HUNGRIA, por exemplo, recomenda que o médico a quem for requerido o aborto em caso de estupro deva munir-se previamente do consentimento escrito da gestante ou de quem a represente, ou dado perante testemunhas idôneas, acrescentando, caso existente processo criminal, ser de toda vantagem que ele ouça o juiz e o promotor de justiça. Posição totalmente diversa é a de MIRABETE : "Para que o médico pratique o aborto não há necessidade, evidentemente, de existência da sentença condenatória contra o autor do estupro e nem mesmo de autorização judicial. Deve ele submeter-se apenas ao Código de Ética Médica, admitindo como prova elementos sérios a respeito da ocorrência do estupro (boletim de ocorrência, declarações, atestados etc.). Não havendo menção na lei à necessidade de autorização judicial para a prática do aborto sentimental, não há legítimo interesse num pedido com tal finalidade."

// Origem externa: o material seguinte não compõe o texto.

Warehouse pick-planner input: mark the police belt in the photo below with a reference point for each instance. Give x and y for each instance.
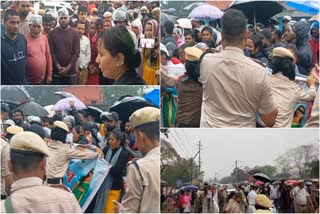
(55, 180)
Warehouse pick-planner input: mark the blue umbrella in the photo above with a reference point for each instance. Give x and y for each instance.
(154, 97)
(311, 7)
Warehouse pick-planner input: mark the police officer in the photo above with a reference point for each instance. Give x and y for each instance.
(28, 194)
(143, 182)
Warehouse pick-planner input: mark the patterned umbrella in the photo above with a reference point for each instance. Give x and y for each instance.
(206, 11)
(64, 104)
(32, 108)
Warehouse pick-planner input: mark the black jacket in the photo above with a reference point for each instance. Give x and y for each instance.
(305, 56)
(118, 171)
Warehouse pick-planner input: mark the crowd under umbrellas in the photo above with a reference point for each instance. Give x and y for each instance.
(89, 132)
(192, 36)
(263, 195)
(74, 37)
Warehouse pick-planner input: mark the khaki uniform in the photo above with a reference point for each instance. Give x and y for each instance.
(313, 121)
(28, 195)
(5, 157)
(234, 89)
(286, 94)
(136, 201)
(59, 158)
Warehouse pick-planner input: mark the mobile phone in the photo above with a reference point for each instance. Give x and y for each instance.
(146, 43)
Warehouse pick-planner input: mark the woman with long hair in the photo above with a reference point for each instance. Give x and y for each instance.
(287, 93)
(118, 57)
(117, 156)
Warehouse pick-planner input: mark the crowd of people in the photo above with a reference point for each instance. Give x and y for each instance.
(36, 152)
(91, 43)
(279, 197)
(239, 75)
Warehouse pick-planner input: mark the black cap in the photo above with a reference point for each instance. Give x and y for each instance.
(113, 116)
(265, 33)
(4, 107)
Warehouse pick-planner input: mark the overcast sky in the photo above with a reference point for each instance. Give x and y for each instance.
(251, 147)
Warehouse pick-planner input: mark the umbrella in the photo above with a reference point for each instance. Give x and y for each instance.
(311, 7)
(50, 110)
(206, 11)
(259, 183)
(261, 177)
(257, 10)
(185, 23)
(32, 108)
(166, 17)
(153, 97)
(189, 187)
(63, 104)
(193, 5)
(291, 182)
(128, 105)
(62, 94)
(15, 94)
(95, 112)
(163, 183)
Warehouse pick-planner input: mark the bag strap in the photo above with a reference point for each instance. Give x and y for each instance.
(8, 205)
(142, 179)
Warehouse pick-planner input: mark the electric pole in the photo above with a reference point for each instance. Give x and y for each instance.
(199, 149)
(236, 171)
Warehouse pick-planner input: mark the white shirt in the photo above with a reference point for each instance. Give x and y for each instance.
(300, 195)
(252, 197)
(85, 53)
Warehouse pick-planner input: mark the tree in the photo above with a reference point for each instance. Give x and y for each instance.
(168, 155)
(300, 160)
(184, 169)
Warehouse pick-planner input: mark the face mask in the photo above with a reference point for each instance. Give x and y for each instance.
(110, 128)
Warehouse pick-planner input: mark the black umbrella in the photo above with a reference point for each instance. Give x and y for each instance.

Não me parece que seja essa a melhor opção. Muito diversamente do aborto terapêutico, onde existe um único fato (risco de vida), que pode e deve ser avaliado científica e eticamente por um profissional capacitado e autorizado a fazê-lo, no campo do aborto decorrente de estupro ocorrem inúmeras variáveis, todas inteiramente fora do campo de avaliação ética do médico - e, bem pior, sem qualquer regulamentação jurídica. A insegurança do procedimento, em especial para o profissional médico, é total. Aliás, nem mesmo uma autorização judicial tout court é suficiente para por o médico inteiramente a salvo de implicações decorrentes de um aborto por estupro : o professor Geraldo Batista de Siqueira lembra que uma autorizaçao judicial para a interrupção de gravidez provinda de aborto seria irrelevante como causa obstativa da persecução penal contra o médico e a gestante, no caso de falsidade do estupro, por não concorrer para a formação de coisa julgada.

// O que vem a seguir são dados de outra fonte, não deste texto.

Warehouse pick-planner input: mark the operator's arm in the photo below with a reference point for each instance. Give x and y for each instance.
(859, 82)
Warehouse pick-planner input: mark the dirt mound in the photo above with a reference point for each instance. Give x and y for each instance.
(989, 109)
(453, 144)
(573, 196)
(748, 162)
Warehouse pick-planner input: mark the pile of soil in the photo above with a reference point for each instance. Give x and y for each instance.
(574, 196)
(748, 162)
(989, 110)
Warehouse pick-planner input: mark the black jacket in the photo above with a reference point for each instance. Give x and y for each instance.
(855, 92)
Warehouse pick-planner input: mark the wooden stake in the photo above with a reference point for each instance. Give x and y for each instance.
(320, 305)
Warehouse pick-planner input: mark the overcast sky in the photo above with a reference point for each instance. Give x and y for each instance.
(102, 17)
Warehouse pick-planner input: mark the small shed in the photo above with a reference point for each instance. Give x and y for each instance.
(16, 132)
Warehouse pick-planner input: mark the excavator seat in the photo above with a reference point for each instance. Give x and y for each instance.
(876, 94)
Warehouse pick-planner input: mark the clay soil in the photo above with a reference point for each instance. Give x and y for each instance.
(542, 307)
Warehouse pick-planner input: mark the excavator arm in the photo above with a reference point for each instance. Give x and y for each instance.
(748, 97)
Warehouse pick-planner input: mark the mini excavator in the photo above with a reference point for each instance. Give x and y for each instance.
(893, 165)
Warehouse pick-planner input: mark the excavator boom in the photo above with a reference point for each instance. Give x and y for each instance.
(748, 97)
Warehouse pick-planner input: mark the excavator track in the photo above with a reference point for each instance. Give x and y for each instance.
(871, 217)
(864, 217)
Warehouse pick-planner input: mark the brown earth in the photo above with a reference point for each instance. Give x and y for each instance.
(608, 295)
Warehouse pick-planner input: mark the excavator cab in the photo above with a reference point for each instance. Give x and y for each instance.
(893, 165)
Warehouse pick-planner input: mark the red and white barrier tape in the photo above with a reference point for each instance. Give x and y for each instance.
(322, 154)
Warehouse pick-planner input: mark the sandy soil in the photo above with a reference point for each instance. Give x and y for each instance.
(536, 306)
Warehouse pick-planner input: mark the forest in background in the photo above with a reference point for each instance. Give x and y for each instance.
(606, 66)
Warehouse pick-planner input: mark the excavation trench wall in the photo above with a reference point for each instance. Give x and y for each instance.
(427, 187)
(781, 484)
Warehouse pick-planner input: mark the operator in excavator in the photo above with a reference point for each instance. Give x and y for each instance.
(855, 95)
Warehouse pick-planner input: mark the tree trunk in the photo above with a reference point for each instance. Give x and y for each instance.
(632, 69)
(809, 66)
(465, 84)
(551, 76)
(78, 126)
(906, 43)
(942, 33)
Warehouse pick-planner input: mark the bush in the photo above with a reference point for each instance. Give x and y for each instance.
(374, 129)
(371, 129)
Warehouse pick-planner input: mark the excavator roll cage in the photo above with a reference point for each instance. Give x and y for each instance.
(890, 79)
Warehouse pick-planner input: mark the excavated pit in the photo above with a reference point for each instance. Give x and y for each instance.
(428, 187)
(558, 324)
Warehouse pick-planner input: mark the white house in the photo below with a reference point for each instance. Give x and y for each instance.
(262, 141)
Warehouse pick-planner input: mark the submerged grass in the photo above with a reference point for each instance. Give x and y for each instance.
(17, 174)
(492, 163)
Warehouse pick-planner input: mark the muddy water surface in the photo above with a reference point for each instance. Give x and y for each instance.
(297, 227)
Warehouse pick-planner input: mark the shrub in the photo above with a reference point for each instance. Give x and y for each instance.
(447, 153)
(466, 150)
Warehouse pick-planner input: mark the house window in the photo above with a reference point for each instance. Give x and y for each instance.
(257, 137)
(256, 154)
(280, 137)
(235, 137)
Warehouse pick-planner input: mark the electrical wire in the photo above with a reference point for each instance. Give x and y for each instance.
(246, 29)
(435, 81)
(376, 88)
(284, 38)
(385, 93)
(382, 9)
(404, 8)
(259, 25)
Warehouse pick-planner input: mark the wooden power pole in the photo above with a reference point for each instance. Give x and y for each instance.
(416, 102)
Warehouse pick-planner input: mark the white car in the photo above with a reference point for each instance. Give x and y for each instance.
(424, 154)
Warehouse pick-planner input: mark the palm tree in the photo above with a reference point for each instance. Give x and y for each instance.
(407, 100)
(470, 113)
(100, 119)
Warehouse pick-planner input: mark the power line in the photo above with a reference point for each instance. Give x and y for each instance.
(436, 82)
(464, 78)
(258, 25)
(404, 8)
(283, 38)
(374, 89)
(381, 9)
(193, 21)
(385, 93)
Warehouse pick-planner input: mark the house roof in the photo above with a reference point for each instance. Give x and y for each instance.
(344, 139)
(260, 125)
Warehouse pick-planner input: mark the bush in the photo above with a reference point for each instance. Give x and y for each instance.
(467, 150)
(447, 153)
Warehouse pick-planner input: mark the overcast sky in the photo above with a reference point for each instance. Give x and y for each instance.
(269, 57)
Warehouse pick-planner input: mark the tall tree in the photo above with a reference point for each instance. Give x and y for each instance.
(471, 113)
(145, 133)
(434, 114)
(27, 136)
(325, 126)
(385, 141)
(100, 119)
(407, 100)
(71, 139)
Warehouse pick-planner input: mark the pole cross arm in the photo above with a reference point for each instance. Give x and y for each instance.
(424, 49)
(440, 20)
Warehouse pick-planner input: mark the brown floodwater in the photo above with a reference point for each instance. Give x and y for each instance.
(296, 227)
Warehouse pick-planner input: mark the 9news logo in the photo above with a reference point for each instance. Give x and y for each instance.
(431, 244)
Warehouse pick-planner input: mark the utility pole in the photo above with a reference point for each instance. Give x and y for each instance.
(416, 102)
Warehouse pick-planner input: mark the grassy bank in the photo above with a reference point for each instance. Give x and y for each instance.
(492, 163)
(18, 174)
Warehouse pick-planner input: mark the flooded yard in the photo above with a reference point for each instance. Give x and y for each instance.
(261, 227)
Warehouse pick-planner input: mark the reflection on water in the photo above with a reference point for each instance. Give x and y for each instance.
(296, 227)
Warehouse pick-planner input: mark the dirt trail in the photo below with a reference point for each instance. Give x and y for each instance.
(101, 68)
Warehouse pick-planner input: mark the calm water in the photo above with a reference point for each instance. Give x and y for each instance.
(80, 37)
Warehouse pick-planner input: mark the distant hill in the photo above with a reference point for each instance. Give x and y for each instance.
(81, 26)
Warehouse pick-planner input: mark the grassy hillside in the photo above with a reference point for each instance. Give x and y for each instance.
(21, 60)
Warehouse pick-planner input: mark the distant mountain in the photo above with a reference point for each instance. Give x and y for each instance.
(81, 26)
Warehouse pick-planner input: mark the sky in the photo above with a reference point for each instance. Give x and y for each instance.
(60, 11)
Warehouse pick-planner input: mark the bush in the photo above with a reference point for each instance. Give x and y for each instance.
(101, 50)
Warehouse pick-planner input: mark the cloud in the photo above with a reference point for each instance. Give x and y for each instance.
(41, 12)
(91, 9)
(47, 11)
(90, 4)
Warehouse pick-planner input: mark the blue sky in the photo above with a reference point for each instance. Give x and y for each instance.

Não há como se admitir, de outra parte, que o Ministério Público esteja ausente desse processo, em especial porque a ele incumbe "zelar pelo efetivo respeito dos Poderes Públicos e dos serviços de relevância pública aos direitos assegurados nesta Constituição, promovendo as medidas necessárias à sua garantia" (CF, art. 129, II). Ora, o feto, embora ainda não nascido, e portanto ainda sem personalidade civil, é entretanto um ser vivo, que tem direito à vida, in abstracto, protegido na forma dos arts. 5º, CF e 4º, Código Civil ("A personalidade civil do homem começa do nascimento com vida; mas a lei põe a salvo desde a concepção os direitos do nascituro"). No caso do aborto por motivação de estupro, é imperioso e inescusável que o nascituro seja representado pelo MP, máxime por existir, in casu, colisão de interesses entre ele e sua mãe (ou o representante legal desta, se incapaz), por extensão analógica do preceito contido no art. 387, CC : "Sempre que no exercício do pátrio poder colidirem os interesses dos pais com os do filho, a requerimento deste ou do Ministério Público, o juiz lhe dará curador especial".

Portanto, por mais forte razão se justifica que uma lei especial regulamente a matéria, definindo o que seja estupro para os fins do art. 128, II, CP (valendo lembrar que vivemos época de avanços significativos no campo da engenharia genética e da concepção in vitro) e como ele poderia ser provado e estipulando um procedimento regular, ainda que sumário, para a constatação do preenchimento, pela interessada, das condições do art. 128, II, CP. Sem essa lei, entendo que não pode o Estado patrocinar a realização de abortos oriundos de estupro.

2. Caso seja negativa a resposta à pergunta anterior, que se pode fazer para exigir a extinção dessa prática ?

A meu ver, a solução jurídica para impedir-se a continuidade dessa prática seria o ajuizamento de ação direta de inconstitucionalidade, na forma do art. 102, I, alínea "a", CF, em desfavor do órgão público que tenha produzido a norma impugnada, por qualquer dos órgãos relacionados nos incisos do art. 103, CF, com pedido de cautelar.

 

 

 

 

MARCO ANTONIO LEMOS é Juiz de Direito do Distrito Federal e desembargador aposentado do Tribunal de Justiça do Estado do Amapá.